Ricketts and Nebraska Department of Agriculture Director Steve Wellman, neither of whom had ever detasseled before, spent about two hours at a Bayer Crop Science test plot near Goehner.

They joined crews from NATS Detasseling to learn about the industry and why it’s important for corn and Nebraska’s agriculture.

“Detasseling is important to Nebraska because it means our seed companies can get a pure seed, and that’s important to farmers,” Ricketts said.

He also said it gives kids a chance to earn and save money for college and adults—like those who drive the buses—extra income to support their families.

Bayer site manager Jim Dowling said the purpose of pulling the tassels off corn is to create a hybrid seed. Not all the rows are pulled—only the female rows—so that male rows can cross-pollinate them.

The female rows are cut with a big mower-like machine to eliminate their tassels, and then the work crews come in.

“Cutting is not 100% effective, so that’s why we utilize detasselers,” Dowling said.

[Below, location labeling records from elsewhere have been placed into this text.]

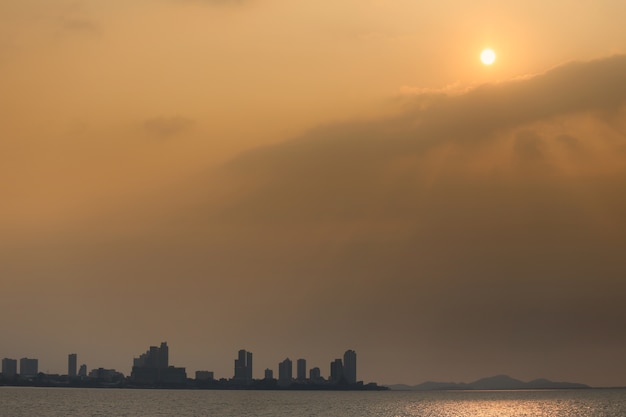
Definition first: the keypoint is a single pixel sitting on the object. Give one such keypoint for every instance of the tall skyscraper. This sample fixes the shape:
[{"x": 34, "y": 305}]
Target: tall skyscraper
[
  {"x": 315, "y": 374},
  {"x": 71, "y": 365},
  {"x": 301, "y": 370},
  {"x": 9, "y": 368},
  {"x": 285, "y": 372},
  {"x": 336, "y": 370},
  {"x": 243, "y": 367},
  {"x": 349, "y": 366},
  {"x": 152, "y": 368},
  {"x": 29, "y": 367}
]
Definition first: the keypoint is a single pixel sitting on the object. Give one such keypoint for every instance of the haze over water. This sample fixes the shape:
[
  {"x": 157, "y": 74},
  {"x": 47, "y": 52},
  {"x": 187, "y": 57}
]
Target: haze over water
[{"x": 48, "y": 402}]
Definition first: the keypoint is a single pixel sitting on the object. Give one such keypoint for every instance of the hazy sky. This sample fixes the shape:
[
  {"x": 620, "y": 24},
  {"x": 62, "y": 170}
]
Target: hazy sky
[{"x": 299, "y": 178}]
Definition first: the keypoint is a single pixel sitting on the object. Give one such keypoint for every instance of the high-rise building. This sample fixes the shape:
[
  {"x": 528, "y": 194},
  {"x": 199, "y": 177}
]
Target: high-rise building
[
  {"x": 243, "y": 367},
  {"x": 349, "y": 366},
  {"x": 204, "y": 376},
  {"x": 285, "y": 372},
  {"x": 29, "y": 367},
  {"x": 315, "y": 375},
  {"x": 9, "y": 368},
  {"x": 336, "y": 370},
  {"x": 152, "y": 368},
  {"x": 71, "y": 364},
  {"x": 301, "y": 370},
  {"x": 155, "y": 357}
]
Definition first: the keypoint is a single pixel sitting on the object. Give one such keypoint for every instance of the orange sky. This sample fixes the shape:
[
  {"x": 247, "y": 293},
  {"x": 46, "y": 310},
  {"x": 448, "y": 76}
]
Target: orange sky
[{"x": 302, "y": 178}]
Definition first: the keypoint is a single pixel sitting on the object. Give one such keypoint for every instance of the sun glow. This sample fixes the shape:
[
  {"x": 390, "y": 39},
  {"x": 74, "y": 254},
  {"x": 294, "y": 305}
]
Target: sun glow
[{"x": 488, "y": 56}]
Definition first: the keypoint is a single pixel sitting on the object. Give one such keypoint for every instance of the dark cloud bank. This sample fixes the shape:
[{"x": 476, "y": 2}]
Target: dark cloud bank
[{"x": 481, "y": 229}]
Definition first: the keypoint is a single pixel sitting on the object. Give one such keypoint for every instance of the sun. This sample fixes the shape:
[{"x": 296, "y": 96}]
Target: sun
[{"x": 487, "y": 56}]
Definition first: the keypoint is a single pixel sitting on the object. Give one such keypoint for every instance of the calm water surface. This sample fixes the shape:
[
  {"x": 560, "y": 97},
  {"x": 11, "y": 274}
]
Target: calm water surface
[{"x": 113, "y": 402}]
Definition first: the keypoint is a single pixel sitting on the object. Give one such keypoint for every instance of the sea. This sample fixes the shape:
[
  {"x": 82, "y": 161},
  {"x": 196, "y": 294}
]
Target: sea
[{"x": 22, "y": 401}]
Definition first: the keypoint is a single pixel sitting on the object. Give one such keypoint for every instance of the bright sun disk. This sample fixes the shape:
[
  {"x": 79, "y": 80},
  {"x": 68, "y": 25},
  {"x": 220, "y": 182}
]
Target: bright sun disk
[{"x": 488, "y": 56}]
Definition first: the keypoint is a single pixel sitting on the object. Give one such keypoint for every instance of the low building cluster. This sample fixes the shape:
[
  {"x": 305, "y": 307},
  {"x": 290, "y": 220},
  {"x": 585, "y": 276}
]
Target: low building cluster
[{"x": 152, "y": 370}]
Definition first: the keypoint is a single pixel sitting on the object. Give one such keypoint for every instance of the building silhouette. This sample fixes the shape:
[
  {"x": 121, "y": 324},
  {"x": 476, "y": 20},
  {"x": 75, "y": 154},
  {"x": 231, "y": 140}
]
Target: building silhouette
[
  {"x": 243, "y": 367},
  {"x": 336, "y": 371},
  {"x": 315, "y": 375},
  {"x": 72, "y": 360},
  {"x": 204, "y": 376},
  {"x": 9, "y": 368},
  {"x": 285, "y": 372},
  {"x": 152, "y": 368},
  {"x": 29, "y": 367},
  {"x": 301, "y": 370},
  {"x": 349, "y": 366}
]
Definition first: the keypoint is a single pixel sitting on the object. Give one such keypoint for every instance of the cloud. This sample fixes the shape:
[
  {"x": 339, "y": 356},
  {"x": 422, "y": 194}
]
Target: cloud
[
  {"x": 166, "y": 127},
  {"x": 466, "y": 215}
]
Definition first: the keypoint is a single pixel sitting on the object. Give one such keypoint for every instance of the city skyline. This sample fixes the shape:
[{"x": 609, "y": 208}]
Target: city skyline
[
  {"x": 157, "y": 357},
  {"x": 438, "y": 185}
]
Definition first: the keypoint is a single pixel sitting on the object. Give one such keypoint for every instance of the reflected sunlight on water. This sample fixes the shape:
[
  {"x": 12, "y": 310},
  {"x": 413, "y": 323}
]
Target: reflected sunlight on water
[{"x": 115, "y": 402}]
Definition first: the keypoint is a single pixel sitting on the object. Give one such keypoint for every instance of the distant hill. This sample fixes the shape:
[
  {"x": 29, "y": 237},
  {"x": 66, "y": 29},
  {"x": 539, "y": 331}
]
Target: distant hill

The crews often walk each field twice to make sure they haven’t missed any tassels.

“So I should not sweat it if I miss one?” Ricketts asked his squad leader, Bernadette Fulton, 15, of Lincoln.

Fulton has been detasseling for three years. She showed Ricketts what to look for and where to pull as he walked the 1/2-mile field down and back.

“Scan forward, scan back, looking up, looking down,” Fulton told him.

“It starts to become second-nature,” added Shaylee Wagner, 19, also of Lincoln.

Dowling and the detasselers also spoke to Ricketts about safety in the fields. He watched a 22-minute safety video that all field workers must see before entering a field.

The video highlighted the potential dangers of coming into contact with pesticides, walking over uneven ground, watching for irrigation pivots and their tracks and signs of heat exhaustion.

Fulton and the crew presented Ricketts with his own stainless steel water jug with his name on it to make sure he stayed hydrated.

After his time in the field near Goehner, Ricketts and Wellman addressed Bayer’s teams from Beaver Crossing and Waco, visited Corteva’s facility in York and met with another detasseling crew near York.